Réalisateur : Harold Ramis
Genre : Comédie romantique dans un cadre fantastique

              Les gens peuvent changer. Ceux qui disent le contraire n’en trouvent simplement pas l’utilité. Ce qui n’est pas une mauvaise chose en soi (chacun est comme il veut être), mais accordons nous avant de continuer cet article sur le fait que justifier un défaut par « c’est comme ça que je suis ça ne changera jamais », c’est choisir la solution de la facilité. Pire, c’est dire à la personne en face qu’elle ne mérite pas d’efforts à ce niveau là.

                Et Un jour sans fin, plus qu’une comédie, plus qu’une romance, plus qu’un film du genre fantastique, c’est avant tout l’histoire d’un homme qui change. Certes, le cadre est particulier, mais l’évolution est là. D’un homme égocentrique et dédaigneux, on arrive à une certaine forme de générosité et surtout, de valorisation de l’autre. De plus, je tiens à saluer la performance de l’acteur principal que j’avais déjà beaucoup apprécié dans Lost in translation. Il joue avec élégance ces rôles où la qualité du jeu d’acteur se révèle primordiale pour porter un scénario.
                Mais revenons au pitch de départ, très simple. Un homme, grandement intéressé par sa propre personne, au vu de comme il se considère, va assister à un évènement donné : le jour de la marmotte (groundhog day). Y allant avec réticence, il va être condamné à vivre la même journée encore et encore, sans moyen apparent d’en sortir…
                Et ça, c’est intéressant, car directement, au bout d’une vingtaine de minutes, on est entraîné dans l’histoire par un des mécanismes scénaristiques le plus efficace : se mettre à la place du héros.
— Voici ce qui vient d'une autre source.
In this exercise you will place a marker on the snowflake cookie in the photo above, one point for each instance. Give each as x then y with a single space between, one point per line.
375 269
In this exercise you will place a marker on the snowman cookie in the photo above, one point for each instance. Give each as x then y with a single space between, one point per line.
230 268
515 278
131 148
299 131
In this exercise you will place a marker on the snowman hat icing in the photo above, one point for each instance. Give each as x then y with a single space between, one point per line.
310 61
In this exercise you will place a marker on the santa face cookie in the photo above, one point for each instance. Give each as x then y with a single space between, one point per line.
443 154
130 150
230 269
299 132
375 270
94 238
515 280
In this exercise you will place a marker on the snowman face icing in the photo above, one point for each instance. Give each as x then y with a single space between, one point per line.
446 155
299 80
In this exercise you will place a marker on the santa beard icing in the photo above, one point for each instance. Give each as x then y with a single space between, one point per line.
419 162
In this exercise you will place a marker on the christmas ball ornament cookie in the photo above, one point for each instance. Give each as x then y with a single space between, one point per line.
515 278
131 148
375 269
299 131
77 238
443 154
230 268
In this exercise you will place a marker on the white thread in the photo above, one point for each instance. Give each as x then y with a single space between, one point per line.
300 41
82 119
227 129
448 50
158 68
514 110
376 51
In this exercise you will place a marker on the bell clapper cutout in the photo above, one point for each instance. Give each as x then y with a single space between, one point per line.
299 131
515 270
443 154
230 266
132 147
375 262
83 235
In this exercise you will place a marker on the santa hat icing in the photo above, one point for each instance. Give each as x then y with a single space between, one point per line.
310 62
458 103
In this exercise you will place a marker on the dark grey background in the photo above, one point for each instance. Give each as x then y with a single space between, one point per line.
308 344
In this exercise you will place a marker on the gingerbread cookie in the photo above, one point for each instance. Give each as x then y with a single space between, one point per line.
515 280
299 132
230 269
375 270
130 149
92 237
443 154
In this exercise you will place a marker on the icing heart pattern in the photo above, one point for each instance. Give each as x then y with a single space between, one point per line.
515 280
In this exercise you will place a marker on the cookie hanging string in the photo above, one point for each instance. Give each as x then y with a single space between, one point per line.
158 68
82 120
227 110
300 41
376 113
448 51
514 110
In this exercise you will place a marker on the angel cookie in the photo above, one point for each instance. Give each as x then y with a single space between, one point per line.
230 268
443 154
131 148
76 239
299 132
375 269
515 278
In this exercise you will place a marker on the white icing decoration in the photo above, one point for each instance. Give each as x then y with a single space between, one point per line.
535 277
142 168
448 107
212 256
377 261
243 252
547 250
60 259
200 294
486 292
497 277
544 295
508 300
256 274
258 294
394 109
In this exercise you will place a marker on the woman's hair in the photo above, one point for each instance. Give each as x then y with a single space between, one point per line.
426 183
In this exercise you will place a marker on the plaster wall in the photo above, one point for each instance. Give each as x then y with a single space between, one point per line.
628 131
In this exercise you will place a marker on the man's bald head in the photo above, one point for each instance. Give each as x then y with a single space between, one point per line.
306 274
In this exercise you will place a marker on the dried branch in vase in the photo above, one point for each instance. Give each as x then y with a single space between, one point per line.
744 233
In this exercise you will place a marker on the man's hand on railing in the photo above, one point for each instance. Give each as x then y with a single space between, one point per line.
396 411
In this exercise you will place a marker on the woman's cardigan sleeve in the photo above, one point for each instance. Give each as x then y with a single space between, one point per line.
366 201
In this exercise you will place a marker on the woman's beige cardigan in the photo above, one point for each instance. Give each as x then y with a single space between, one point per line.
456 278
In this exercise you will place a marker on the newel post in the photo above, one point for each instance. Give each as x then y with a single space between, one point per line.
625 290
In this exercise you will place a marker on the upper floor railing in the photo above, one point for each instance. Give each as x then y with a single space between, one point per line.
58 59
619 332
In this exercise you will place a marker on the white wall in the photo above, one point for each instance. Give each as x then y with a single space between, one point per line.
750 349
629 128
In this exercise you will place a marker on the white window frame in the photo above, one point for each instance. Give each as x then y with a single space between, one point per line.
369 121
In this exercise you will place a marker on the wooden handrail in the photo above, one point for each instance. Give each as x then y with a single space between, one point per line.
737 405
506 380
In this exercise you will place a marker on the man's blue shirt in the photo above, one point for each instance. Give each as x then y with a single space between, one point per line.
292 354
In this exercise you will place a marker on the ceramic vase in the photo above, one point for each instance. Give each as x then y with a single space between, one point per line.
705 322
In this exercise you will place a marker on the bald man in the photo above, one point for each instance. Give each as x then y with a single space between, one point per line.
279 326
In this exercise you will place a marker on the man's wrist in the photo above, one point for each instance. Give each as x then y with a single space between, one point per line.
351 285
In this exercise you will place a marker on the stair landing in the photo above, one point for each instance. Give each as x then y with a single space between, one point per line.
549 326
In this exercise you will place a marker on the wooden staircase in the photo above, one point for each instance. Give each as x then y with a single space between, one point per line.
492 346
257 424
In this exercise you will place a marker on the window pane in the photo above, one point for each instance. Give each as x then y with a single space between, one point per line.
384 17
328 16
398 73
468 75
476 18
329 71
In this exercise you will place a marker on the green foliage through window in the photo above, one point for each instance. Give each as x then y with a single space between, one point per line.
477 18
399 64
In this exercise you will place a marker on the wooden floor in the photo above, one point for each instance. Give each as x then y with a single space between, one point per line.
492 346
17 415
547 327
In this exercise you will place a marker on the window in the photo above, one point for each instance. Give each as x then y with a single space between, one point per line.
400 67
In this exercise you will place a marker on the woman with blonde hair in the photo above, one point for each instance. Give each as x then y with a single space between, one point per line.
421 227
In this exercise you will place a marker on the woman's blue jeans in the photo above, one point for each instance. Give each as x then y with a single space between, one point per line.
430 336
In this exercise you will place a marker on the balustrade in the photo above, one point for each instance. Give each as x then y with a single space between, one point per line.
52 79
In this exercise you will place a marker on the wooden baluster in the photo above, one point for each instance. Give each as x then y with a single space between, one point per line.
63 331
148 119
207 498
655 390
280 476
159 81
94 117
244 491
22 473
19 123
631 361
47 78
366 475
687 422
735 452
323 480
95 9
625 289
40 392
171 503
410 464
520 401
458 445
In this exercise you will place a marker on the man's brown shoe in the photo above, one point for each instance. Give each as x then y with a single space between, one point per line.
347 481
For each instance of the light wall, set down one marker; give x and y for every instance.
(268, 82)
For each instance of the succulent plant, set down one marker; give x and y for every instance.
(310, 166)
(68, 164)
Le pouvoir donné par le fait de revivre toujours le même jour est assez impressionnant, et il faut dire que le film nous transmet bien la plupart des possibilités qui y sont associées. De la drague facilitée par une prise d’information externe, aux dérives vis-à-vis de la loi, en passant par les suicides et l’apprentissage de compétences spécifiques, le spectre est large.
                Et si certains aspects de cette situation singulière pourraient sembler excitants, ils se révèlent bien vite inintéressants. En effet, ce film nous explique en quoi les plaisirs ne sont rien comparés au bonheur. Le vice n’apporte que des instants d’adrénaline qui mit bout à bout ne mènent à rien. Le jeu de la séduction, rendu presque trop facile, là aussi n’apporte qu’un bonheur très relatif, ne méritant même pas sa dénomination. C’est pour cela que la première phase d’approche qu’il a eu avec Rita ne pouvait pas fonctionner, car elle se basait en partie sur un mensonge de Phil. Pour que le couple existe, il ne faut pas se baser sur de la séduction pure, mais sur un effort de comportement vis-à-vis de l’autre, c’est en tout cas ce qui semble émaner de ce film.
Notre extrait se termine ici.